EEPROM emulator corrupts STM32G431KBU6 program

WSpar.1 · ‎2023-10-30

Hi all,

We deployed a lot of devices that have a STM32G431KBU6 controller.
It basically has a foot switch to turn on/off a 12v DC motor and a rotary switch to control the speed.

We use EEPROM emulator to save the speed setting.
If speed setting is different from the stored value and there is no new speed change detected within a minute we store the new value. (to safe unnecessary writes)

Clients mostly only set the speed setting once when they first use the product.

So EEPROM emulated write is almost never done only EEPROM emulated read on start up of the device

Somehow support receives a lot of complains about non responding devices. Only reprogram the device helps. But this is a temporarily fix.

Sometimes clients tell us they had a power outage before these issues appear.

We can not reproduce the issue, maybe because our mains power is very clean?

Can power glitches (12v power jack) cause flash program corruption?

Bob S · ‎2023-11-02

> Unlock/Lock direct before and after the write.

Your code should NEVER unlock the flash. The EEPROM emulation calls should handle that (I think).

> Detect setting changes and only write and unlock Flash ...... detect stable voltages. (BOR detection)

This is useless. The only way you can guarantee stable voltages for the duration of the FLASH erase/write cycle is to have an EXTERNAL brown-out detector (not the on-chip one) and enough bulk capacitance to provide power to the CPU after input power goes away so that the FLASH operations can complete. Once the CPU starts a FLASH write operation, there is nothing you can do in software to prevent flakey power from interfering/corrupting the data.

And once again, I don't think your "store config data" operation is what is corrupting the FLASH. That only happens once, right? I think the issue is the EEPROM emulation init code that ON EVERY SINGLE POWER ON writes to FLASH.

FLASH should be stable (good/valid) regardless of good/bad power if code never attempts to write to it. It is only when FLASH write operations happen with "bad" power that things can get corrupted.

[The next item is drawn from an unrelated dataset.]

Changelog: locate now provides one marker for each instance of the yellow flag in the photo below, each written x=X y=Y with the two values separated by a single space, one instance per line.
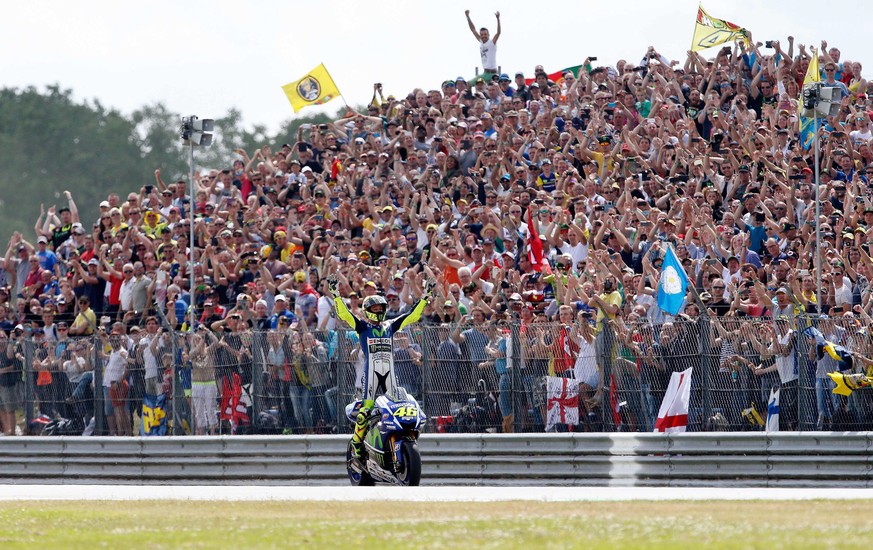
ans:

And if it is your code that is getting corrupted, then there is nothing you can do. Period. Except maybe provide a way for the customer to force the internal boot loader to run and re-program the chip from scratch (I wouldn't want MY customers doing that). If it is only the configuration data that gets corrupted, then as @Tesla DeLorean said you need to have some kind of default/fall-back config that will allow the system to run, and then allow the customer to re-program their specific configuration.

MM..1 · ‎2023-11-02

@WSpar.1 wrote:
It basically has a foot switch to turn on/off

Here is your power outage, how you prevent user switch off on same moment as EEWrite?
Your design require redesign, but start with locate what in flash is corrupted.

WSpar.1 · ‎2023-12-04

Hi all,

I got one bricked device back from the client and saved both the entire flash and my EEPROM pages.
Attached is the EEPROM export starting from 0x0801b000 to the end of the flash region.
I noticed at 0x081b800 it restarts the headers, or is this a guard page?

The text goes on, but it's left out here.